Apparently, Mainers are indifferent to the state’s largesse. In 2005 Dirigo expected to enroll 27,000 people; only 9,000 signed up. Of those, only 2,000 were uninsured.
In West Virginia, Medicaid’s $2.1 billion budget is the state’s largest single line item, and there are 245,000 uninsured citizens. In 2004 the state created a partnership with insurers to offer a small business plan at 25% below market rates. Steve Wetmore, MD, Chairman of the Department of Otolaryngology at University of West Virginia School of Medicine, says that SCHIP and Medicaid don’t pay much but are fairly open. We and the patients don’t have to jump through many hoops for service, which is good.

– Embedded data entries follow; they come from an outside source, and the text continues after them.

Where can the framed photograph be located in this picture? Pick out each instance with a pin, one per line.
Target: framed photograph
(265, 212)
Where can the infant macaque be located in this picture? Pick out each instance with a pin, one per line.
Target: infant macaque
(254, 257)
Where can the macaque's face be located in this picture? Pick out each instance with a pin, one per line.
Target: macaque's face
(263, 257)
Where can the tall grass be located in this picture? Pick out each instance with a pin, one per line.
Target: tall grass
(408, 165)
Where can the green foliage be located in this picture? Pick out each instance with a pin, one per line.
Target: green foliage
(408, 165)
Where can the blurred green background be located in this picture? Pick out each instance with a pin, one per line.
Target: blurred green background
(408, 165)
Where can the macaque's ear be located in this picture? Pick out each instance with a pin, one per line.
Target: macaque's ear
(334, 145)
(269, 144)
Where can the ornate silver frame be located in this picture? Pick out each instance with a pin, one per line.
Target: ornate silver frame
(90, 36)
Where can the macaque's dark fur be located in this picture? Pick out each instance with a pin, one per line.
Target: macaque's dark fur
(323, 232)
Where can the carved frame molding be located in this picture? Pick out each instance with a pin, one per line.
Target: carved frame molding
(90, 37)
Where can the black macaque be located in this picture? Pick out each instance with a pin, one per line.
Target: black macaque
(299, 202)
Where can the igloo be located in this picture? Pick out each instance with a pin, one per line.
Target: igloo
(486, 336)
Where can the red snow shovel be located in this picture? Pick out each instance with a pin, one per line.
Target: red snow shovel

What makes West Virginia’s initiatives intriguing is that it has gone beyond fiscal mechanism to focus on patient and physician behavior. Medicaid patients must agree to health screenings, avoid unnecessary emergency room visits, keep doctors’ appointments, and follow physician orders. Physicians are legally obligated to report this information to the state Medicaid agency. Furthering personal responsibility, the state has targeted 75,000 obese citizens that it estimates contribute $100 million annually to the Medicaid health care tab. Modeled after Tennessee’s successful program, they are entitled to free Weight Watchers services.
West Virginia has also embraced the advanced medical home (AMH), a concept promoted by the American College of Physicians. William Golden, MD, Chairman of the ACP’s Board of Regents, says, Congress was very receptive. An AMH is usually a primary care practice that is paid for coordinating care with specialists and other resources, although a specialist may be the AMH.
Overall, Dr. Wetmore sees West Virginia’s initiatives as forward and backward steps. The state legislature is losing out on a 3:1 federal match for Medicaid dollars. We can’t afford to leave money on the table…. Our leaders are also looking at worker’s comp and underfunded teachers’ pensions, pulling them in too many directions. Although he likes the state’s initiatives to help Medicaid and the uninsured, he doubts it will help surgical specialists because it’s geared to primary care.